Internet of Things (IoT) and Artificial Intelligence (AI) technologies continue to pave the way for innovation in a myriad of industries. Their integration into smart buildings has received increased interest and support over the years, especially as the demand for solutions to mitigate rising energy costs continues.
Image Credit: Feng Yu/Shutterstock.com
AI algorithms have also been installed to analyze the visual contents of surveillance cameras to determine the number of residents and their positions in smart buildings.
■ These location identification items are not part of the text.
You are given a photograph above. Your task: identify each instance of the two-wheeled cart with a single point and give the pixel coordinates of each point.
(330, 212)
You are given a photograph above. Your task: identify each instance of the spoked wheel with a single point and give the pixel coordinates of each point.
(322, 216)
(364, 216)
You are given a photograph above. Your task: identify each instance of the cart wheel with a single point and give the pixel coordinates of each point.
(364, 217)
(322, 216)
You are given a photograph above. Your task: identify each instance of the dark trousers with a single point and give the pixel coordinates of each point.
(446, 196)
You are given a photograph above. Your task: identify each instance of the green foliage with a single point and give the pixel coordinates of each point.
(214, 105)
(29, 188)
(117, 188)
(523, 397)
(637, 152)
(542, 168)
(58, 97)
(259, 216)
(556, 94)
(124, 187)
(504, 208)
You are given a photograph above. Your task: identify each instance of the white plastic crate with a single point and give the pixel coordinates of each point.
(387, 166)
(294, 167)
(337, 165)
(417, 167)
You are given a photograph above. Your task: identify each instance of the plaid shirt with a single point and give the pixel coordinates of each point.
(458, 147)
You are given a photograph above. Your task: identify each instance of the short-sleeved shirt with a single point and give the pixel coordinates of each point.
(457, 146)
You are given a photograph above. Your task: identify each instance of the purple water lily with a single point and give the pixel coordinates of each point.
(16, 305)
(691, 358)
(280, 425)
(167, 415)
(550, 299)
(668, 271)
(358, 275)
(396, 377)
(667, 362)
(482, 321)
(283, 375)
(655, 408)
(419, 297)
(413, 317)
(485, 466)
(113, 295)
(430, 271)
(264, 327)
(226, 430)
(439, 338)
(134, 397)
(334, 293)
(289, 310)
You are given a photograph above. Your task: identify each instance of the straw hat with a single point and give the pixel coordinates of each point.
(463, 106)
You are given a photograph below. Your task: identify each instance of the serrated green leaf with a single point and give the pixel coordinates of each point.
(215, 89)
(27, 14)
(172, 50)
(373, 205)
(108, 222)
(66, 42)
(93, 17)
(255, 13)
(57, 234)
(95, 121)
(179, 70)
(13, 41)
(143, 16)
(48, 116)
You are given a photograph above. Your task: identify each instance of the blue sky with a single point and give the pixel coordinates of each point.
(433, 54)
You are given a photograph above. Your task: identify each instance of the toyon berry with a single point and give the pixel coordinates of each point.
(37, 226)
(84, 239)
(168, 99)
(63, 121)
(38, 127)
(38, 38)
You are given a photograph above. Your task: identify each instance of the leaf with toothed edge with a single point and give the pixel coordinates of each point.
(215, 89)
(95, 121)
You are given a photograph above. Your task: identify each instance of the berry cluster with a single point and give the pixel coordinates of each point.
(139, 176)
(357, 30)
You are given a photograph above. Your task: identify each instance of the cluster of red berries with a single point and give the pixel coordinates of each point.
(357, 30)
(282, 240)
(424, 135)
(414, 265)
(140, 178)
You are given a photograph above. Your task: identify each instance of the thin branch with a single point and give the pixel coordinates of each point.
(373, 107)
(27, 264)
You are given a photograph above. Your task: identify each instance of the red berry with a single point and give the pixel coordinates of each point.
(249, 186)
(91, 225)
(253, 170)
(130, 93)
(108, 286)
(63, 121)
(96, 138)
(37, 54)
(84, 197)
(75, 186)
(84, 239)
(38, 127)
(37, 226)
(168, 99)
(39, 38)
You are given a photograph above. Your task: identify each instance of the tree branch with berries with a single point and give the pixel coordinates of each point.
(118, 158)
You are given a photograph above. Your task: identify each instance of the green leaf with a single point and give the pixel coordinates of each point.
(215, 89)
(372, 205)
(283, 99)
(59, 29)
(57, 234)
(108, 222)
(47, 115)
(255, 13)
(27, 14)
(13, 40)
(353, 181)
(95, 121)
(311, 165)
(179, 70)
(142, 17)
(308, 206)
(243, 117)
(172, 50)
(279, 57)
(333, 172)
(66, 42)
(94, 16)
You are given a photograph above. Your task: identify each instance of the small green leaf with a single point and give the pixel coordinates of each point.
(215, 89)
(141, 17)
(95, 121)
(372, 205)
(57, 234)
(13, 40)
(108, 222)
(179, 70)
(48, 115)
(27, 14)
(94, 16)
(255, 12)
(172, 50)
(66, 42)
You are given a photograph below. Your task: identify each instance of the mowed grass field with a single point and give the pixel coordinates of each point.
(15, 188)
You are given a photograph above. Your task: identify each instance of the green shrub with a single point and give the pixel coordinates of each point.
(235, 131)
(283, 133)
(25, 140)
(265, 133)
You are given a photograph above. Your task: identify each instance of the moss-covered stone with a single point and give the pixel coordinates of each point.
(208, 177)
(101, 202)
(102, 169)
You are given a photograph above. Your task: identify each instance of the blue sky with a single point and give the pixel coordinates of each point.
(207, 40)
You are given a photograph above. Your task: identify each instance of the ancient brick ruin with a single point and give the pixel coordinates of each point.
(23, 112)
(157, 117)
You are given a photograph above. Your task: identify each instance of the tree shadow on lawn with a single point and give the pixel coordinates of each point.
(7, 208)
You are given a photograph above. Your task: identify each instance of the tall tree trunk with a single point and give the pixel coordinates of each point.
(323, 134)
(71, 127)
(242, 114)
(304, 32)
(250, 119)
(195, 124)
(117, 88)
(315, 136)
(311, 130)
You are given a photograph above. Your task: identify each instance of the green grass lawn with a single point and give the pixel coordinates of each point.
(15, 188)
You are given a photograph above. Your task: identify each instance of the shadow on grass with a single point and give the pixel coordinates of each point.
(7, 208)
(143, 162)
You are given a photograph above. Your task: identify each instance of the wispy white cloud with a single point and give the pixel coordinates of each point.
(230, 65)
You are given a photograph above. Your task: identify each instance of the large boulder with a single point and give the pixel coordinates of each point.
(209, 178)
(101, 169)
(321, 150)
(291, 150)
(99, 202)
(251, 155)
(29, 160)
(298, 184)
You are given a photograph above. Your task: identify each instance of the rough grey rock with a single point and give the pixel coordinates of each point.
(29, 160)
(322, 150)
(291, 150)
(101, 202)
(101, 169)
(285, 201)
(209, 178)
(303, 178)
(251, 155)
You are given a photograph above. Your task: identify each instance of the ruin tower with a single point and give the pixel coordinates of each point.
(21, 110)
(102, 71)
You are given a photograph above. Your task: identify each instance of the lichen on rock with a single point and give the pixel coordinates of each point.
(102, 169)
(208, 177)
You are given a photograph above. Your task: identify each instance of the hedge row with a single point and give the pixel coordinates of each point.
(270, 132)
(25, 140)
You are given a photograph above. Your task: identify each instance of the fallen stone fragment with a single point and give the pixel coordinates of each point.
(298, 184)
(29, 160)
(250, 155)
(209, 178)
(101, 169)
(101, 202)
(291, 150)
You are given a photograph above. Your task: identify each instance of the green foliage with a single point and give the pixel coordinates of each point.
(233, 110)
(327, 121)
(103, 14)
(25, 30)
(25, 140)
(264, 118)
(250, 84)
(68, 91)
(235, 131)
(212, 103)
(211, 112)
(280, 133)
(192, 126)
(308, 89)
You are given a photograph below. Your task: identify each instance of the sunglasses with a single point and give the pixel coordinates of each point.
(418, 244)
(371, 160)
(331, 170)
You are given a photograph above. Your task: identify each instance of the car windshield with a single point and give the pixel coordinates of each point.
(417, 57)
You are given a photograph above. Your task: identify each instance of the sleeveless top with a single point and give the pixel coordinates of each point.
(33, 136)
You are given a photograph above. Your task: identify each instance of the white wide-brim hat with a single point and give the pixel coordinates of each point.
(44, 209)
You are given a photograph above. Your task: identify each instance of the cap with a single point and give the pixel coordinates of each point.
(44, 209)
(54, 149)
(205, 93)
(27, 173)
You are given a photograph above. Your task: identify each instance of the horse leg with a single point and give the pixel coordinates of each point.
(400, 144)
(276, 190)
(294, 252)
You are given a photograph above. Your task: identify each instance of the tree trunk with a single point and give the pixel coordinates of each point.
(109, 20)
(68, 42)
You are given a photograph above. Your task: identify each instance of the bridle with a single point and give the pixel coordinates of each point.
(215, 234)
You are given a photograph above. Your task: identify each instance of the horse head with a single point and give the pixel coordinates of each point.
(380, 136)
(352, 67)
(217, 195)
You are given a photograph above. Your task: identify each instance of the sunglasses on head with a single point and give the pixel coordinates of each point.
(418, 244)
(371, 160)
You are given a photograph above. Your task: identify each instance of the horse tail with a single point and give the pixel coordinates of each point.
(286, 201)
Sudden Infant Death Syndrome (SIDS) is one of the top causes of the sudden and unexpected death of babies under the age of one year in the United States.
Many studies show that allowing babies to sleep on their stomachs can increase SIDS risk. This position is considered the most dangerous as it compresses the baby's chin, narrows the airway and inhibits breathing.
In practice, it is difficult to keep babies sleeping on their backs because it is so easy for them to roll over and sleep on their stomachs. A series of sensor-based wearable or touchable monitors have been developed to monitor sleeping status.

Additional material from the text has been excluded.